Since the high-frequency case is considered we may use a Taylor expansion of the relative permittivity. This will yield the difference between both polarizations. It is$\begin{eqnarray*}\sqrt{\epsilon_{r}^{l/r}\left(\omega\right)} & = & \sqrt{1-\frac{\omega_{p}^{2}}{\omega\left(\omega\mp\Omega\right)}}\\ & = & 1-\frac{\omega_{p}^{2}}{2\omega^{2}}\mp\frac{\omega_{p}^{2}\Omega}{2\omega^{3}}+\mathcal{O}\left(\omega^{-4}\right)\ . \end{eqnarray*}$Putting the latter result into the electric field we find an equation for the electric field inside the plasma:$\begin{eqnarray*}\mathbf{E}^{x}\left(\mathbf{r},t\right) & = & \frac{E_{0}}{2}\exp\left(-\mathrm{i}\omega t\right)\left(\exp\left(\mathrm{i}k_{l}z\right)\left[\mathbf{e}_{x}+\mathrm{i}\mathbf{e}_{y}\right]+\exp\left(\mathrm{i}k_{l}z\right)\left[\mathbf{e}_{x}-\mathrm{i}\mathbf{e}_{y}\right]\right)\\& = & \frac{E_{0}}{2}\exp\left[\mathrm{i}\left\{ \left(1-\frac{\omega_{p}^{2}}{2\omega^{2}}\right)k_{0}z-\omega t\right\} \right]\\& & \cdot\left(\exp\left({\color{red}-}\mathrm{i}\frac{\omega_{p}^{2}\Omega}{2\omega^{3}}k_{0}z\right)\left[\mathbf{e}_{x}+\mathrm{i}\mathbf{e}_{y}\right]+\exp\left({\color{red}+}\mathrm{i}\frac{\omega_{p}^{2}\Omega}{2\omega^{3}}k_{0}z\right)\left[\mathbf{e}_{x}-\mathrm{i}\mathbf{e}_{y}\right]\right)\ .\end{eqnarray*}$Now we can see that after a certain propagation distance $$d$$ both polarizations have accumulated different phases.
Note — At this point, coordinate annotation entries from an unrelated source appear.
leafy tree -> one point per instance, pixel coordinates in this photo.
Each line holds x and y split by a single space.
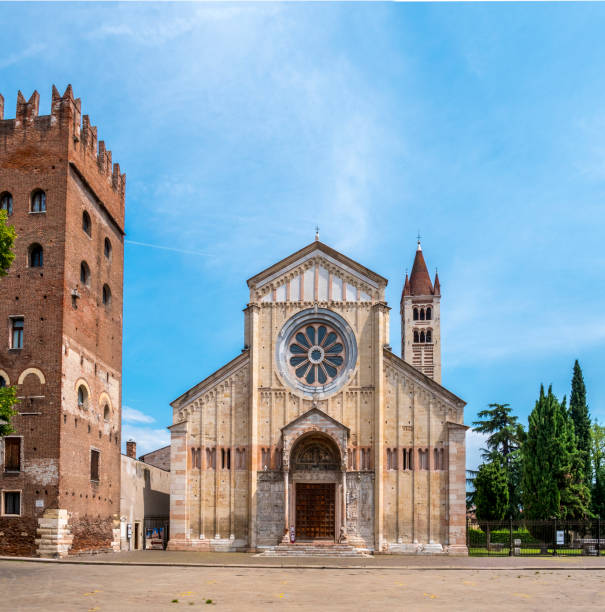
553 481
8 399
578 409
7 241
491 492
598 463
8 395
505 436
To find how much the incident wave has been rotated we just have to look for the prefactors in front of $$\mathbf{e}_{y}$$, the calculation for $$\mathbf{e}_{x}$$ would be similar:$\begin{eqnarray*} \mathrm{i}\left(\exp\left(-\mathrm{i}\frac{\omega_{p}^{2}\Omega}{2\omega^{3}}k_{0}d\right)-\exp\left(+\mathrm{i}\frac{\omega_{p}^{2}\Omega}{2\omega^{3}}k_{0}d\right)\right)\mathbf{e}_{y} & = & 2\sin\left(\frac{\omega_{p}^{2}\Omega}{2\omega^{3}}k_{0}d\right)\mathbf{e}_{y}\ . \end{eqnarray*}$Hence we find a rotation of$\begin{eqnarray*} \varphi & = & \frac{\omega_{p}^{2}\Omega}{2\omega^{3}}k_{0}d\ . \end{eqnarray*}$For some applications for this effect please have a look at the following background!
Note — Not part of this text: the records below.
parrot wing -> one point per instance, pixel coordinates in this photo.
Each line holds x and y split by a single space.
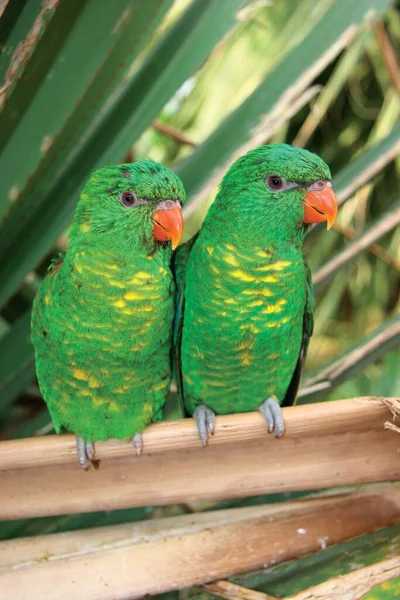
180 261
308 326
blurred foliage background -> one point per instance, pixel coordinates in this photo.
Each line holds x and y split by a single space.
193 84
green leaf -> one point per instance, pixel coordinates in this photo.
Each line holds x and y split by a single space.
280 87
17 367
37 219
364 352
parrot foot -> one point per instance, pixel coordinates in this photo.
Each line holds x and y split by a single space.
273 415
205 421
85 452
137 442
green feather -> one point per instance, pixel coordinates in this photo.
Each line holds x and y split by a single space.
246 316
102 321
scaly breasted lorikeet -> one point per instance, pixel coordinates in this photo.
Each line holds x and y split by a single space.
245 302
102 319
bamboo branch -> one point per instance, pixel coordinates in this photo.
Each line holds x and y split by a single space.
232 591
375 249
388 55
151 557
175 468
351 586
174 133
323 275
366 351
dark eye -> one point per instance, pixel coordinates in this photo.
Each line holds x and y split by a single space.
127 199
274 182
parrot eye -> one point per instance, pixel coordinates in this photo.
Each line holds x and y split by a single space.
274 182
128 199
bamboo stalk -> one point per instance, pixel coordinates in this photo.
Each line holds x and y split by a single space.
388 54
376 249
325 273
329 444
131 560
351 586
327 418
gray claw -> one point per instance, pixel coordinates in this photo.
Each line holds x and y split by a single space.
85 452
273 415
137 442
205 421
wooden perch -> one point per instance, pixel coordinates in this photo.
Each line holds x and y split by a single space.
326 445
351 586
132 560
## Background: The Faraday Effect and its Applications

It is clear that any time more or less free charged particles are passed by an electromagnetic wave and a magnetic field is involved, one might observe the Faraday Effect we are about to calculate. One tool designed from the effect is the Faraday Rotator changing the angle of polarization due to the studied effect.

If one knows the rotation and the plasma density, one can in principle measure the magnetic field. This is also true for the biggest laboratory one can imagine - the universe! See for example Faraday Rotation of Microwave Background Polarization by a Primordial Magnetic Field on how the effect is used to unravel the last secrets of space and time.

We might very well change the length scales from lightyears to Ångström. Here we find the very promising material graphene which is a monolayer of carbon atoms. Graphene has an extremely high conductivity because of hybridized electrons. Thus, when a light wave is passing through this approximately five Ångström thick layer one might still expect a measurable Faraday Rotation. An experiment was done in 2010 and show the extraordinary properties of graphene, see Giant Faraday rotation in single- and multilayer graphene.